Scottish filmmaker David MacDonald has had nothing if not a varied career. Making fifteen features between 1937 and 1943, he is perhaps best known for his post-Brothers work, tackling sexual politics in the form of sci-fi with Devil Girl From Mars (1954) and concluding his oeuvre with a BBC spin-off from Carol Reed’s The Third Man, which successfully ran between 1959 – 1965. He learnt his craft, however, as an assistant director on the opulent likes of Cleopatra (Cecil B. DeMille, 1934), the sort of melodrama which this tale of familial rivalry, unrequited love and repressed passions spurs from. It’s a truly classical film, set in the Spring of 1900 against the gorgeous backdrop of The Isle Of Sky. The magisterial beauty of the Northern Lights is perhaps dimmed by the black and white photography, but DP Stephan Dade still lenses the location with incredible depth of feeling, begging the question of why he rarely got higher profile work than Doctor Blood’s Coffin (Sidney J. Furie, 1961). The mountainous backdrops, crashing oceans and small-town community reminded me of Powell & Pressburger’s I Know Where I’m Going! (1945), which was shot by Erwin Hillier – perhaps the finest cinematographer of his generation. So when a film calls his work to mind, it’s probably worth checking out…
Based on the novel by Leonard Strong, The Brothers tells the story of the warring Macrae and McFarish families; locked in a generational conflict which neither clan is willing to back down from. Soon a rogue element arrives on the island and captures the attentions of both families. Mary (Patricia Roc) is a young orphan girl recruited to serve the Macrae family, consisting of father Hector (Finlay Currie), elder son John (Duncan Macrae) and younger Fergus (Maxwell Reed). Rival Willie McFarish (Andrew Crawford) soon falls for Mary, vying for her attentions, much to the disgrace of the Macrae clan; Hector becomes upset while the boys slowly fall for her themselves. A mid-way twist forces all of the characters closer together and their relationships slowly reach boiling point; masterfully controlled by MacDonald’s direction and screenplay.

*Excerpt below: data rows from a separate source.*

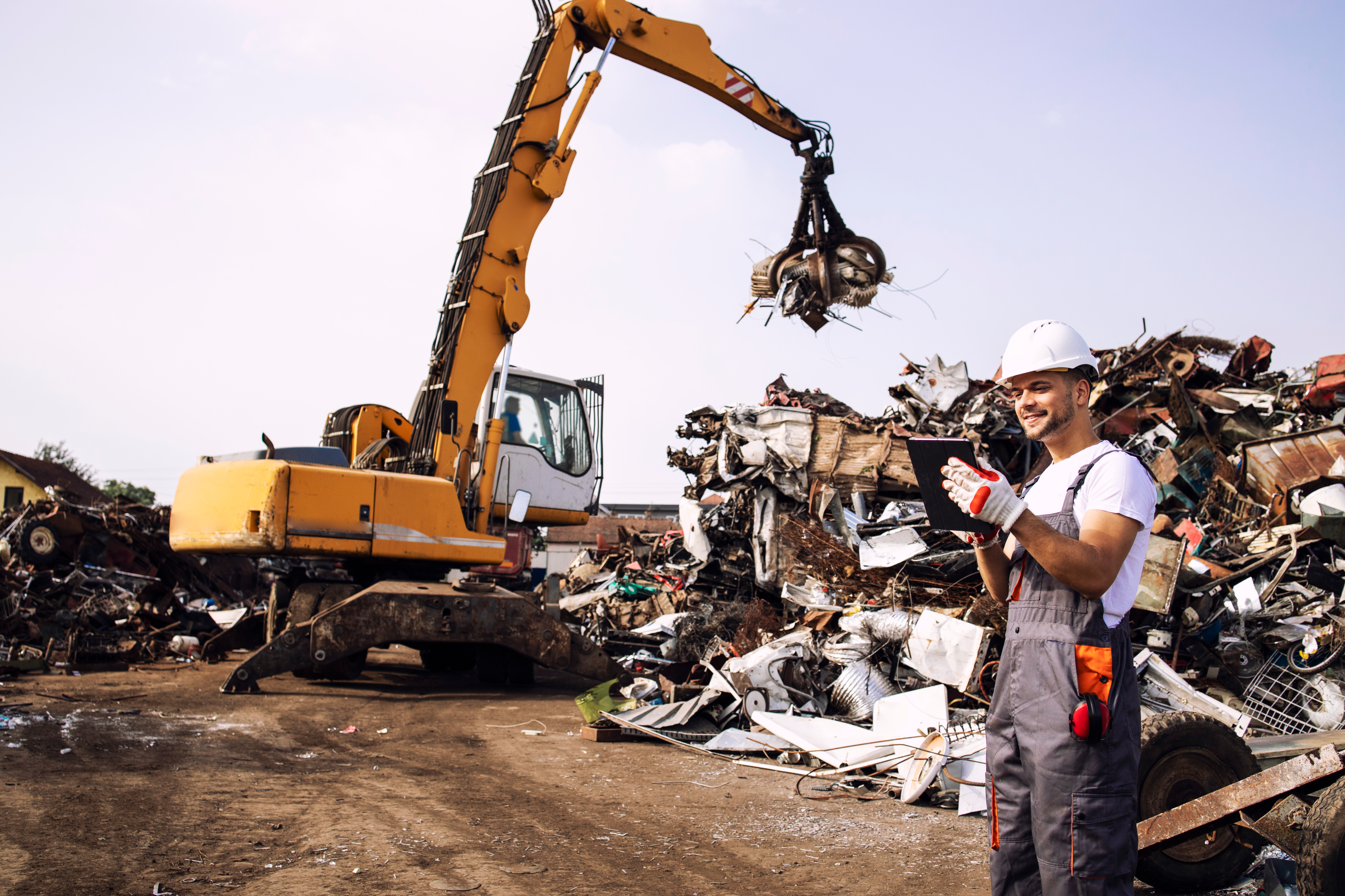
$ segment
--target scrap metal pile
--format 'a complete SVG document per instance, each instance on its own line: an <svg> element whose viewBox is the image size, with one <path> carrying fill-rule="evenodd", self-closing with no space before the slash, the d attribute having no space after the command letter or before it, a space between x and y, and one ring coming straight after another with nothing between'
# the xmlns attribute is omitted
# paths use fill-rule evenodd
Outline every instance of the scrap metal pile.
<svg viewBox="0 0 1345 896"><path fill-rule="evenodd" d="M199 657L246 615L260 596L256 564L175 553L168 514L121 498L86 506L59 496L5 510L0 674Z"/></svg>
<svg viewBox="0 0 1345 896"><path fill-rule="evenodd" d="M1131 614L1143 712L1239 735L1345 723L1345 356L1272 372L1272 348L1178 332L1095 352L1095 431L1158 490ZM562 582L561 607L636 676L581 697L589 721L868 787L937 779L937 801L983 807L1006 617L974 551L929 527L907 439L968 438L1020 488L1049 454L966 364L902 373L880 416L783 377L687 414L678 435L703 447L668 449L691 480L682 531L585 552Z"/></svg>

The Brothers features some clichéd plotting and overwrought drama, that I must admit, so I wonder why I found it so engaging? Roc actually makes for a weak female lead, the dynamic between the brothers isn’t as well developed as I’d have liked (certainly their chilling resolution feels rushed) and the film gets off to a weak start with James Woodburn’s Priest setting up heavy-handed religious connotations for the family – but it’s a fairytale which provides the more interesting parallel with life toward the end of the film, lending the story an interesting mythical angle for further viewings. I’d love to put the success of the film down to the atmosphere evoked by Cedric Thorpe Davie’s score, which is beautifully authentic and stirring, hitting the theatrical highs and thoughtful lows of the story, melding bagpipes with classical orchestra and providing a genuine sense of time and place. The early scenes, trading mist for sun as night turns to day, are scored with traditional Scottish sounds, but also have a delicate and romantic quality. In fact, the score may be my favourite element, and I wish there was a soundtrack CD available.
But there’s more to admire than just the score as The Brothers is well paced, varied and often exciting. There’s a thrilling fight set-piece between Fergus and Willie which sees them scrapping down a waterfall, throwing each other around like ragdolls in a violent frenzy. It’s in this scene that we get a true sense of their weathered pride; the men know not what they’re fighting for, other than the name of their family and what it means that the name is sustained. Emotion, whether it be love or hate, is an anchor in the world of The Brothers, and it weighs heavy on the soul of every man – especially John, whose fevered passion for Mary drives him into a dark and lonely corner. I felt sympathy toward his character, but also indignation, and ultimately anger. That said, the final shot left me once again saddened by his plight. Duncan Macrae turns in a complex and layered performance behind his rounded eyes, which speak louder than a thousand words. I found myself surprised by The Brothers, knowing what I knew of MacDonald’s career going in, and on the evidence of this powerful melodrama he had much more talent than his projects often allowed him to display. Still, I get the feeling that I’ll enjoy this one again and again…
The transfer is above average for the most part but some transitional scenes look aged beyond repair. It would have been nice to see a Blu-Ray but the DVD will do, especially for a 1947 release; certainly the film retains its beauty and scope in this edition. The single extra is an image gallery composed of press shots, behind-the-scenes photos, film stills and an original poster. An unfortunately vanilla package then, which is disappointing if unsurprising.
The Brothers is out on DVD 6th June.